There are many divergent views on this hotly debated subject about the safety of artificial food colours. This article distinguishes between fact and fiction.
What Are Food Dyes?
Food dyes are chemicals that were created to improve food’s look by giving it artificial colour.
Food has been coloured for hundreds of years, but the first synthetic food colours were made in 1856 from coal tar.
These days, petroleum is used to make food dyes.
Many of the hundreds of artificial food colours that have been created over the years—and the majority of them—have since been discovered to be hazardous. There are very few synthetic colours that are still used in food.
Because artificial food colours provide a more vivid colour than natural food colorings like beta carotene and beet extract, food makers frequently choose them.
Regarding the safety of artificial food colours, there is, nevertheless, a lot of debate. All
Artificial Dyes Currently Used in Food
The following food dyes are approved for use by both the EFSA and the FDA (4, 5Trusted Source):
Red No. 3 (Erythrosine): A cherry-red coloring commonly used in candy, popsicles and cake-decorating gels.
Red No. 40 (Allura Red): A dark red dye that is used in sports drinks, candy, condiments and cereals.
Yellow No. 5 (Tartrazine): A lemon-yellow dye that is found in candy, soft drinks, chips, popcorn and cereals.
Yellow No. 6 (Sunset Yellow): An orange-yellow dye that is used in candy, sauces, baked goods and preserved fruits.
Blue No. 1 (Brilliant Blue): A greenish-blue dye used in ice cream, canned peas, packaged soups, popsicles and icings.
Blue No. 2 (Indigo Carmine): A royal blue dye found in candy, ice cream, cereal and snacks.
Red 40, Yellow 5, and Yellow 6 are the most widely used food colorings. 90% of the food dyes used in the US are these three (3Trusted Source).
Other dyes are permitted in some nations but prohibited in others. The FDA has approved Green No. 3, often known as Fast Green, although it is prohibited in Europe.
Examples of food colorings that are permitted in the EU but prohibited in the US include quinoline yellow, carmoisine, and ponceau.
Food Dyes May Cause Hyperactivity in Sensitive Children
In 1973, a paediatric allergist asserted that artificial food colours and preservatives were to blame for the hyperactivity and academic difficulties that plagued kids at the time.
Many parents embraced his ideology even though there wasn’t any science to support it at the time.
In order to cure attention deficit hyperactivity disorder, the physician suggested an elimination diet (ADHD). The diet excludes a few other artificial components in addition to all artificial food colorings.
When youngsters were given a dose of artificial food colours, one of the initial studies, published in 1978, observed no alterations in their behaviour (6Trusted Source).
Since then, a number of research investigations have discovered a weak but substantial link between artificial food dyes and hyperactivity in kids (1Trusted Source).
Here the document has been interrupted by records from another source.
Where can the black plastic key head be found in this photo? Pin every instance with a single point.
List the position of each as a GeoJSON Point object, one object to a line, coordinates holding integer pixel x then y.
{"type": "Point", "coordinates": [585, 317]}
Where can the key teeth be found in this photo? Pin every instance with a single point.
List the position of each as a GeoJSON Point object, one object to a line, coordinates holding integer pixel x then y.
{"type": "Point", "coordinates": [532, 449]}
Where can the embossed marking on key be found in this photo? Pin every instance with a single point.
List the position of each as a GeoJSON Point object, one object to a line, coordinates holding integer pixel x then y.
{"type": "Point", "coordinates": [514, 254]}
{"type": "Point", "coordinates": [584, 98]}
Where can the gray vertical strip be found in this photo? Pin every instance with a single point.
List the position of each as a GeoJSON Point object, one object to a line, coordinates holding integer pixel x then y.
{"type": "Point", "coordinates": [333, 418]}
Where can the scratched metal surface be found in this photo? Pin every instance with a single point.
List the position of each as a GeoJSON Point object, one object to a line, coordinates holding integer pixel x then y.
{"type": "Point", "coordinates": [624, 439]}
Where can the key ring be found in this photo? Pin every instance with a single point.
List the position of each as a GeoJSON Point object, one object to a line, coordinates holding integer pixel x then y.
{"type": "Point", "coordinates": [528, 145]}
According to one clinical trial, getting rid of artificial
Do Food Dyes Cause Cancer?
Artificial food dyes’ safety is hotly contested.
Long-term animal studies, however, are what have been used to assess the safety of food dyes.
It’s interesting to note that research employing the colours Blue 1, Red 40, Yellow 5 and Yellow 6 revealed no proof that they cause cancer (13Trusted Source, 14, 15Trusted Source, 16Trusted Source, 17, 18Trusted Source, 19Trusted Source).
However, other dyes might be more dangerous.
Concerns About Blue 2 and Red 3
Blue 2 studies on animals revealed a statistically significant rise in brain tumours in the high-dose group compared to the control groups, however the researchers came to the conclusion that the data was insufficient to infer that Blue 2 was the source of the cancers (20Trusted Source).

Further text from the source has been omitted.